There have been many, many articles published, both in refereed medical journals and in newspapers, as well as reports from medical conferences about the correlation/statistical link between elevated cholesterol and heart disease, and about who would benefit from having his/her cholesterol lowered.
All commentators agree that elevated cholesterol is a "risk factor" for heart disease, in that, all else being equal, the higher the cholesterol, the greater the risk for plaque build-up in the coronary arteries. The real question, of course, is whether or not lowering the cholesterol lowers the risk for heart disease and/or heart attacks. The answer ab initio is far from obvious. No one would expect to lower an elevator in an office building by pulling down on the indicator arrow.
An excellent demonstration of the disconnect between risk indicators and risk improvement has been shown between high blood pressure, heart attacks, and strokes. Many studies have shown that untreated high blood pressure is a risk factor (i.e. is positively correlated with) both heart attacks and strokes, but, as far as I know, every study on the benefits of lowering elevated blood pressure only shows a reduction in the risk for strokes, and NOT a reduction in the risk of heart attacks. We may believe that we also help prevent heart attacks by lowering blood pressure, but there is no scientific data to support this belief. A doctor should only act on facts demonstrated by scientific research, or, to be fair to the patient, specify when he/she is acting on his own beliefs.
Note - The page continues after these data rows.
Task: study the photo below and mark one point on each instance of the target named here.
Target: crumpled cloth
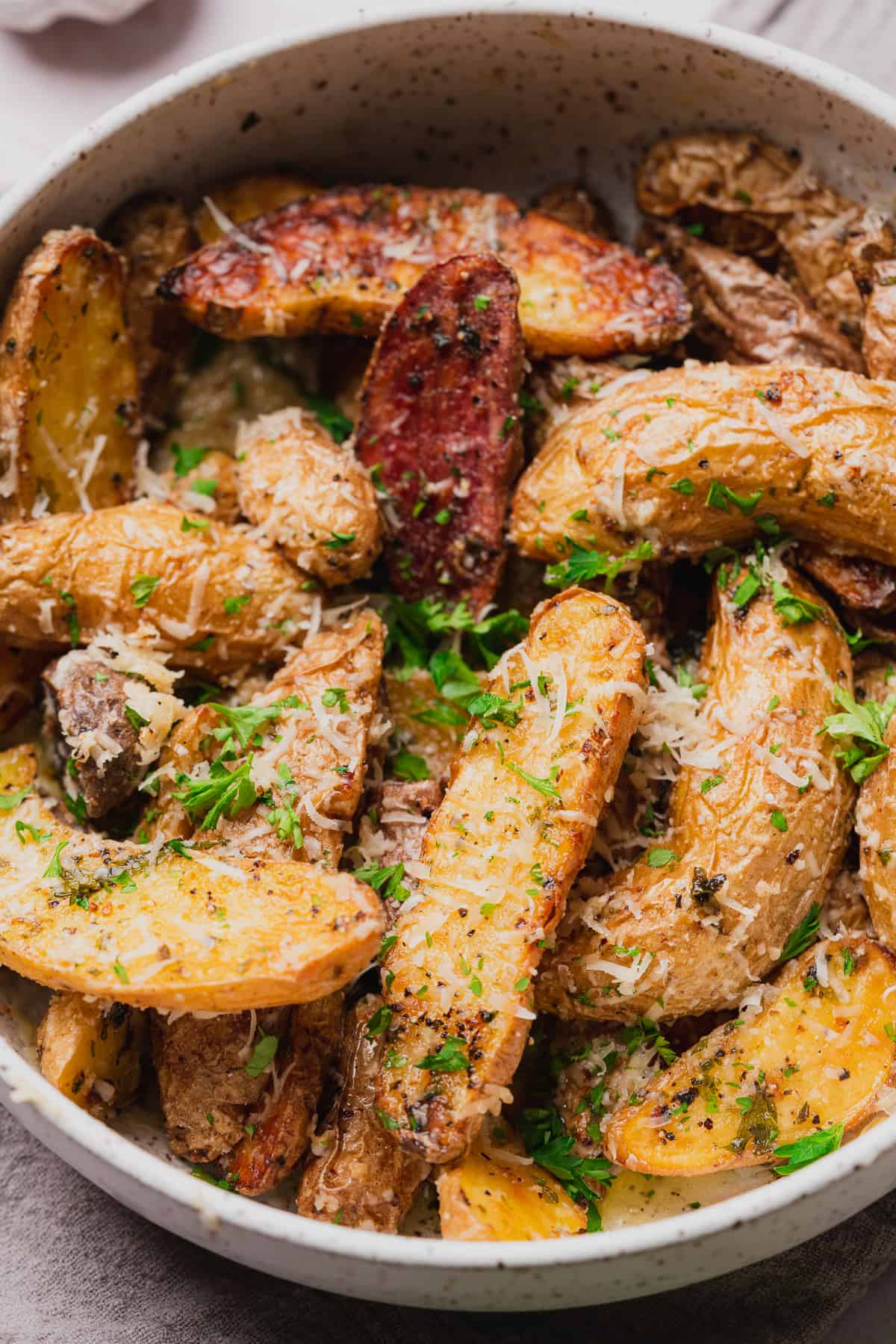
(77, 1266)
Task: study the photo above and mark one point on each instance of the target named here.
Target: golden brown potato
(340, 262)
(494, 1194)
(748, 847)
(753, 196)
(245, 198)
(69, 421)
(879, 327)
(92, 1051)
(152, 232)
(876, 808)
(692, 457)
(309, 496)
(803, 1070)
(220, 600)
(747, 316)
(274, 1143)
(501, 852)
(359, 1177)
(100, 917)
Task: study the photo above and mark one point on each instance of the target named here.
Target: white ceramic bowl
(511, 99)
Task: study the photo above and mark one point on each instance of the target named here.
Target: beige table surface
(57, 81)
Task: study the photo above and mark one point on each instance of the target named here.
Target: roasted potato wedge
(753, 196)
(309, 496)
(501, 852)
(359, 1177)
(245, 198)
(692, 457)
(494, 1194)
(340, 262)
(222, 598)
(781, 1086)
(99, 917)
(93, 1051)
(107, 728)
(69, 421)
(440, 424)
(747, 316)
(152, 232)
(748, 849)
(280, 1137)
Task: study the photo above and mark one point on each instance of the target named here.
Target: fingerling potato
(755, 832)
(699, 456)
(440, 424)
(781, 1086)
(501, 854)
(358, 1174)
(309, 496)
(69, 421)
(215, 597)
(93, 1051)
(341, 260)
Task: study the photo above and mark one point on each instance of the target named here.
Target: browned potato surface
(340, 262)
(501, 854)
(492, 1195)
(810, 1062)
(222, 598)
(273, 1144)
(665, 457)
(359, 1177)
(746, 315)
(309, 496)
(92, 1051)
(440, 424)
(67, 381)
(709, 908)
(153, 233)
(246, 198)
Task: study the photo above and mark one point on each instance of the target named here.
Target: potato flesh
(67, 381)
(340, 262)
(501, 856)
(621, 459)
(813, 1056)
(92, 1051)
(697, 949)
(97, 557)
(254, 935)
(489, 1198)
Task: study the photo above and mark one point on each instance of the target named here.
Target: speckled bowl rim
(218, 1207)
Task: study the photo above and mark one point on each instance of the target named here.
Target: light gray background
(74, 1266)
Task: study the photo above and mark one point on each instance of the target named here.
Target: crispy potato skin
(309, 496)
(753, 196)
(67, 375)
(94, 558)
(704, 424)
(284, 1130)
(801, 1062)
(862, 585)
(340, 262)
(440, 417)
(876, 822)
(246, 198)
(746, 315)
(481, 905)
(697, 955)
(292, 933)
(153, 232)
(361, 1175)
(488, 1198)
(81, 1044)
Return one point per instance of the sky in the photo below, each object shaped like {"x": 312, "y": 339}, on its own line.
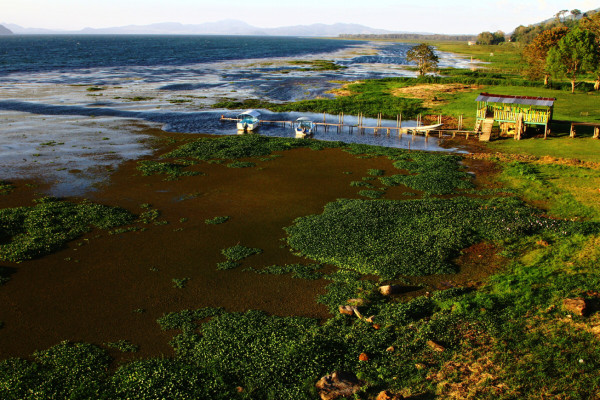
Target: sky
{"x": 437, "y": 16}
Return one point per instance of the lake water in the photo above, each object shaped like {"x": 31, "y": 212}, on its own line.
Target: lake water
{"x": 170, "y": 82}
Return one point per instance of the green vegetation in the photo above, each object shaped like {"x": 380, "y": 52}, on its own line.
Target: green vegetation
{"x": 187, "y": 320}
{"x": 507, "y": 337}
{"x": 575, "y": 54}
{"x": 299, "y": 271}
{"x": 424, "y": 56}
{"x": 372, "y": 194}
{"x": 241, "y": 164}
{"x": 361, "y": 184}
{"x": 376, "y": 172}
{"x": 6, "y": 188}
{"x": 243, "y": 146}
{"x": 565, "y": 191}
{"x": 216, "y": 220}
{"x": 180, "y": 283}
{"x": 173, "y": 170}
{"x": 124, "y": 346}
{"x": 225, "y": 265}
{"x": 29, "y": 232}
{"x": 239, "y": 252}
{"x": 365, "y": 235}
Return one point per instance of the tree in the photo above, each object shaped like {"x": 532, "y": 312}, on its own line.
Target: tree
{"x": 574, "y": 54}
{"x": 424, "y": 56}
{"x": 536, "y": 52}
{"x": 592, "y": 23}
{"x": 499, "y": 37}
{"x": 485, "y": 38}
{"x": 560, "y": 14}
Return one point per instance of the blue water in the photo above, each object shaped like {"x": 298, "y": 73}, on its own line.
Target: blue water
{"x": 45, "y": 96}
{"x": 68, "y": 52}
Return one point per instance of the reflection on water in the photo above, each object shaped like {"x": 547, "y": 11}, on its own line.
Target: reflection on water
{"x": 57, "y": 106}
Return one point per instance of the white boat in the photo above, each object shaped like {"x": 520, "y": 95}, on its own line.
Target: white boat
{"x": 304, "y": 127}
{"x": 424, "y": 128}
{"x": 248, "y": 120}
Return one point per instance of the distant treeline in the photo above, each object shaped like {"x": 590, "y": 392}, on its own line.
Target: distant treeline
{"x": 411, "y": 36}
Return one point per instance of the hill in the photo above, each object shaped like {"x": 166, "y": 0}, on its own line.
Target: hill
{"x": 225, "y": 27}
{"x": 5, "y": 31}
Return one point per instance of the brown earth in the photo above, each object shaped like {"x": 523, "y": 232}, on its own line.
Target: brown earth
{"x": 104, "y": 288}
{"x": 429, "y": 93}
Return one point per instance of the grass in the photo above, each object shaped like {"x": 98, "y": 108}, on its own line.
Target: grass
{"x": 584, "y": 149}
{"x": 239, "y": 252}
{"x": 30, "y": 232}
{"x": 507, "y": 337}
{"x": 565, "y": 191}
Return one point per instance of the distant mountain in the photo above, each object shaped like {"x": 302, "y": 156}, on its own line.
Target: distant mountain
{"x": 5, "y": 31}
{"x": 226, "y": 27}
{"x": 19, "y": 30}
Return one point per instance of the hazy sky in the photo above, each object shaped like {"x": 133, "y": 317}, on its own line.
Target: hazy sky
{"x": 440, "y": 16}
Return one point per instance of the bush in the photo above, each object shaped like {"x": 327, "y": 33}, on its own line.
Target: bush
{"x": 29, "y": 232}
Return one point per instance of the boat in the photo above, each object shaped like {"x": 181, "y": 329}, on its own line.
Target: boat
{"x": 423, "y": 128}
{"x": 248, "y": 121}
{"x": 304, "y": 127}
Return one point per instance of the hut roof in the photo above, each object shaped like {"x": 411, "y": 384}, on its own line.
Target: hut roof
{"x": 526, "y": 100}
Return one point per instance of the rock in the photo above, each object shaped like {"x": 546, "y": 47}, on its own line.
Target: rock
{"x": 435, "y": 347}
{"x": 337, "y": 385}
{"x": 387, "y": 395}
{"x": 388, "y": 290}
{"x": 348, "y": 310}
{"x": 576, "y": 306}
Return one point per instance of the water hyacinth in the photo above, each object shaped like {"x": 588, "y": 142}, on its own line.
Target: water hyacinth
{"x": 413, "y": 237}
{"x": 29, "y": 232}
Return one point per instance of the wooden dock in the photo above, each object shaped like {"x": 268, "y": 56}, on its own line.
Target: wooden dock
{"x": 378, "y": 129}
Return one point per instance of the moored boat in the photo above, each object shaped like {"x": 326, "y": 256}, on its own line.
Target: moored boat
{"x": 304, "y": 127}
{"x": 248, "y": 120}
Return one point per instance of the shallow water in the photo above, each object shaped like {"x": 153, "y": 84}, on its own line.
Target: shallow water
{"x": 51, "y": 102}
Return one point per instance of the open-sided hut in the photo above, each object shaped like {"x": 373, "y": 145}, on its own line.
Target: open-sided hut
{"x": 513, "y": 114}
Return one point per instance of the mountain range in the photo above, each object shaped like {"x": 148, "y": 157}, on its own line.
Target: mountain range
{"x": 225, "y": 27}
{"x": 5, "y": 31}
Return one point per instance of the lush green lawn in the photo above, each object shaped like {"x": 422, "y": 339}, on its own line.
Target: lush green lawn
{"x": 585, "y": 149}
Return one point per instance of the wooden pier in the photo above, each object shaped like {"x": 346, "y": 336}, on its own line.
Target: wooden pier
{"x": 340, "y": 126}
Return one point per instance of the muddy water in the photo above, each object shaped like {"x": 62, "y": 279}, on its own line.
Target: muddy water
{"x": 91, "y": 290}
We also have to discriminate between primary prevention and secondary prevention. The greatest risk factor for having a heart attack is having had one already. Preventing a second heart attack would be called "secondary prevention", and since this group is at such high risk
it is easy to show the benefits or non-benefits of intervention. Showing the benefits of primary prevention is much more difficult, since the event rate is lower.
There has been a lot of argument in journals about various methods to obtain primary prevention, or reduction in primary risk. As a general rule, if scientists have to argue about the proper interpretation of data, then the data is probably useless. (Just try to follow any of the arguments of the use of meta-analyses.) Also, many studies confuse statistical significance (chance of interpretation being false less than 5%) with clinical significance (saves a significant number of lives in an absolute sense). For instance, if I could reduce your chance of being killed by a lightning bolt by 50% (relative benefit), but this meant a risk reduction from 1:1,000,000 to 1:2,000,000, you probably wouldn't be interested.
This initial blog is just setting up the framework for an in-depth discussion of cholesterol-lowering and heart disease prevention. Two caveats:(1) no one knows why lowering cholesterol with the use of Zetia or Vytorin showed no additional benefit, (2) the medical patients with the lowest total cholesterol levels, approx. 100, are patients with ulcerative colitis, who also have one of the highest rates of colon cancer.